Author: Vas J, Aranda JM, Modesto M, Benítez-Parejo N, Herrera A, Martínez-Barquín DM, Aguilar I, Sánchez-Araujo M, Rivas-Ruiz F.
Affiliation:
Public Health System, Servicio Andaluz de Salud, Pain Treatment Unit, Doña Mercedes Primary Health Care Centre, Dos Hermanas, Spain.
Conference/Journal: Pain
Date published: 2012 Jul 4
Other:
Word Count: 245
Reviews of the efficacy of acupuncture as a treatment for acute low back pain have concluded that there is insufficient evidence for its efficacy and that more research is needed to evaluate it. A multicentre randomized controlled trial was conducted at 4 primary-care centres in Spain to evaluate the effects of acupuncture in patients with acute nonspecific low back pain in the context of primary care. A total of 275 patients with nonspecific acute low back pain (diagnosed by their general practitioner) were recruited and assigned randomly to 4 different groups: conventional treatment either alone or complemented by 5 sessions over a 2-week period of true acupuncture, sham acupuncture, or placebo acupuncture per patient.
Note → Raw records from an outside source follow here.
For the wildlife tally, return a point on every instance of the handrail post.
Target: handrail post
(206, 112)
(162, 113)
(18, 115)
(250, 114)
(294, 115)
Patients were treated from February 2006 to January 2008. The primary outcome was the reduction in Roland Morris Disability Questionnaire scores of 35% or more after 2weeks' treatment. The patients in the 3 types of acupuncture groups were blinded to the treatments, but those who received conventional treatment alone were not. In the analysis adjusted for the total sample (true acupuncture relative risk 5.04, 95% confidence interval 2.24-11.32; sham acupuncture relative risk 5.02, 95% confidence interval 2.26-11.16; placebo acupuncture relative risk 2.57 95% confidence interval 1.21-5.46), as well as for the subsample of occupationally active patients, all 3 modalities of acupuncture were better than conventional treatment alone, but there was no difference among the 3 acupuncture modalities, which implies that true acupuncture is not better than sham or placebo acupuncture.